Our pals at Electoral-Vote have a piece up on yesterday’s Special Master ruling, written by an actual lawyer:
Was it the right decision, though? Since Cannon was appointed by Trump, there is much supposition that she’s in the bag for him, and is doing his bidding. We are definitely not in a position to weigh in on this question. Luckily, however, reader A.R. in Los Angeles is, as a lawyer who is most certainly not in the bag for Trump. Here’s A.R.’s assessment:
I don’t think it’s entirely out of bounds. The judge is not wrong when she urges some caution in searching a former president’s home—though she doesn’t seem concerned enough with what has already been found there that precipitated the search. But the bottom line is that a special master can be limited to looking only at those documents that may plausibly involve either attorney-client or executive privilege. Once those are identified, the judge can decide two things: (1) whether the privilege is properly invoked; and (2) if it is, whether the DoJ should still get the document.
As the judge herself acknowledged, the privilege claims may ultimately fail, but Trump has a right to raise them. I think the DoJ has to just give this one to Trump. The worst thing they could do, in my humble opinion, is appeal.

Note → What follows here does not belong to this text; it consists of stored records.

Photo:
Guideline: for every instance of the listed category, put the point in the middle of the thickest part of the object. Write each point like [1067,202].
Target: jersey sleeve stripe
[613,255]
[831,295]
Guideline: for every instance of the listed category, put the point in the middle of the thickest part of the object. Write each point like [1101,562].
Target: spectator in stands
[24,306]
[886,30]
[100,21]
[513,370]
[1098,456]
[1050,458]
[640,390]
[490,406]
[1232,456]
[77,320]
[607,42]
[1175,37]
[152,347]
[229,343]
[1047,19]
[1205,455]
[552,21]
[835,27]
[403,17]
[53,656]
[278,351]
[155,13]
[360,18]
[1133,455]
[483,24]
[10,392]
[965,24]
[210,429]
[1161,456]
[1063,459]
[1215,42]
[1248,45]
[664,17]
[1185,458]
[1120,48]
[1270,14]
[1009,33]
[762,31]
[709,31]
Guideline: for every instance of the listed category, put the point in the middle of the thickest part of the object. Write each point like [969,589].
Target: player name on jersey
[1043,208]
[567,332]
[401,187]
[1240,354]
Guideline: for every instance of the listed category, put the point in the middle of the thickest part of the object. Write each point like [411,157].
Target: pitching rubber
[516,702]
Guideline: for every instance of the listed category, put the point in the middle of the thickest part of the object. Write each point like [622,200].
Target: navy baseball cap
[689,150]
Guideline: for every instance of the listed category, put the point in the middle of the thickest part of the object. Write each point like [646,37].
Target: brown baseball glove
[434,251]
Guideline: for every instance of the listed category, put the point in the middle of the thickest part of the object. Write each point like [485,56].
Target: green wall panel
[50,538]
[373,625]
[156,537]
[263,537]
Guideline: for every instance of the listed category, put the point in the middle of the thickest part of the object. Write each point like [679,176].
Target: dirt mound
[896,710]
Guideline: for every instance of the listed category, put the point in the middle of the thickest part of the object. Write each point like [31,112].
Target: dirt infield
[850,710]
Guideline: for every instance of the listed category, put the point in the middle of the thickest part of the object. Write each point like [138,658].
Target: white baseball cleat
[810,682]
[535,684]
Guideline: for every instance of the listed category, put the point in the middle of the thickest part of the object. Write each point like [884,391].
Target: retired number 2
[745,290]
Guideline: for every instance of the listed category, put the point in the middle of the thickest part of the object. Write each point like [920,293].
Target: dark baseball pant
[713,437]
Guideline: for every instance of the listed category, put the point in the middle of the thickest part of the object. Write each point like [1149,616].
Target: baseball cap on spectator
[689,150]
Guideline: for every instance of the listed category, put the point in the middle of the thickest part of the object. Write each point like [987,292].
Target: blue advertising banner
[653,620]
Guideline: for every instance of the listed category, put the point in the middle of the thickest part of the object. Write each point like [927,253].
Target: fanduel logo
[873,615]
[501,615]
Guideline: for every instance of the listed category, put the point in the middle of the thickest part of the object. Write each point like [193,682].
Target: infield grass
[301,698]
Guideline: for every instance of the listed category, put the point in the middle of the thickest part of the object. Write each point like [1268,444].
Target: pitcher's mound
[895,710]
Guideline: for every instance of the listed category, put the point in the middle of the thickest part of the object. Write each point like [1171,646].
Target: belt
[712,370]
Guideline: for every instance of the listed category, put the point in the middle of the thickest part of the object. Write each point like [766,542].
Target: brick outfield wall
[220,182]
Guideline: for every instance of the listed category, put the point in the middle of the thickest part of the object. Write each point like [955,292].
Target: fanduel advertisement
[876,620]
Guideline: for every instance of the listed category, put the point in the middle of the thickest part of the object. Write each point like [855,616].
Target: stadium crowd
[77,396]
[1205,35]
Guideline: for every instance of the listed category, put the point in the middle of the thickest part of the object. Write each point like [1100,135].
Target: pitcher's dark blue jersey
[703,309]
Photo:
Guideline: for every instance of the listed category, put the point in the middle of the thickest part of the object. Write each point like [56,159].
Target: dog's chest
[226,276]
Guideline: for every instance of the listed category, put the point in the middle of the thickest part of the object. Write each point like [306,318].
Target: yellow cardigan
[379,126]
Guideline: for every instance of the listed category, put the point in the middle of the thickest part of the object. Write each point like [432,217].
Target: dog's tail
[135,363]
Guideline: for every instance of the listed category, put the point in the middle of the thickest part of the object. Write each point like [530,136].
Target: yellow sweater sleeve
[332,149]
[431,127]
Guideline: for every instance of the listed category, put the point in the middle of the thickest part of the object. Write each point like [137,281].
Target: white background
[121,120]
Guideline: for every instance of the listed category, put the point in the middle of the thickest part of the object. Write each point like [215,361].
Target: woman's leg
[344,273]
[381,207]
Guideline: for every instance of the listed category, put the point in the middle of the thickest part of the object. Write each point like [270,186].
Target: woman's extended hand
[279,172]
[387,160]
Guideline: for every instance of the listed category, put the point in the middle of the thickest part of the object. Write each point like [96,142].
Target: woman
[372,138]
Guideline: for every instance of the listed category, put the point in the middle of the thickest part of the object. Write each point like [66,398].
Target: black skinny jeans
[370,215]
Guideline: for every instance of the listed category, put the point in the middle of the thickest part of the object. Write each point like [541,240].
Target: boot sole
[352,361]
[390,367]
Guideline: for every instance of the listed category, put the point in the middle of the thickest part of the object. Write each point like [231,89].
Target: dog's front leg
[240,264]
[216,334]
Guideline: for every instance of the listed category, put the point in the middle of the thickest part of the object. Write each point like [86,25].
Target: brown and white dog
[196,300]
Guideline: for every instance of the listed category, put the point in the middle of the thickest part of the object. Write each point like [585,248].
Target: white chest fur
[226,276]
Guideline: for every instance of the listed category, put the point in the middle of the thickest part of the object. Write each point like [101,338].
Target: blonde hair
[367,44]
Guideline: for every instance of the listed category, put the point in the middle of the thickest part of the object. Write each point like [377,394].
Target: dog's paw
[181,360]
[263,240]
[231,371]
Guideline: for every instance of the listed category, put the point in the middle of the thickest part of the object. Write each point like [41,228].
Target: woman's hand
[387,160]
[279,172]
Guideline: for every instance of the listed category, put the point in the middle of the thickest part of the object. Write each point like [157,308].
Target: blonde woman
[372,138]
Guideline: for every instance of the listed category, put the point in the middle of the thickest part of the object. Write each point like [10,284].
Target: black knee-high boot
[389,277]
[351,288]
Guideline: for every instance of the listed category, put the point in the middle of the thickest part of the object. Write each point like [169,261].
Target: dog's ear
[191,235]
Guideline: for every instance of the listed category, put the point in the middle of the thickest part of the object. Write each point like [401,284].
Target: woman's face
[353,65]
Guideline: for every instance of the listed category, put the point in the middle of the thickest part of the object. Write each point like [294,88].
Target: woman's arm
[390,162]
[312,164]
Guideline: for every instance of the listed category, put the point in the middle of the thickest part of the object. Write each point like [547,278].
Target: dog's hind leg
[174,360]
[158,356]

This is the point I was trying to make yesterday: appealing would put the whole issue on the last train to Clarksville and ultimate be decided to be picked up (or not) by insurrection-adjacent SCOTUS Justice Thomas maybe a year from now, and no one wants that.
The Eleventh Circuit is too unpredictable and even if you win, you could end up in front of SCOTUS, which is the last place you want to be—not to mention that would drag everything out for, what, a year at least?
Everyone admits the investigation is in the early stages, so a special master won’t derail anything, and this will keep Trump’s attorneys busy through the election. Then, if the judge does something wacky like expanding executive privilege for former presidents, the DoJ can appeal that. But the most likely outcome is they’ll get what they want in the end—it’ll just take longer—just like everything when it comes to TFG.
Thanks for the benefit of your expertise, A.R.!
The only trick in Lord Damp Nut’s litigation bag-o-tricks is to draw everything out beyond human endurance. That said there’s more lawyers in the DOJ than he has schemes AND they have unlimited funds, which he does not (especially since the RNC will not foot the bill for the Merde-a-Lardo scandal).
Here’s the thing to stay focused on: TFG was in possession of 11,000+ stolen documents. Even if some of them are actually his (3 passports?) then he is still in in possession of 10,997 stolen documents. Ask Reality Winner about having just one stolen document.
While some number of these 11,000 stolen documents are government secrets is alarming, his nonsense claim of declassifying them by fiat does not change the fact that he was in possession of around 11,000 stolen documents. The classification issue only determines if a former president was guilty of espionage or not. And that’s a sentence that I never thought I would write.
And also, if by fiat he could declassify them, then by fiat President Handsome Joe Biden could re-classify them by fiat.
Don’t be distracted. Hair Füror is nailed.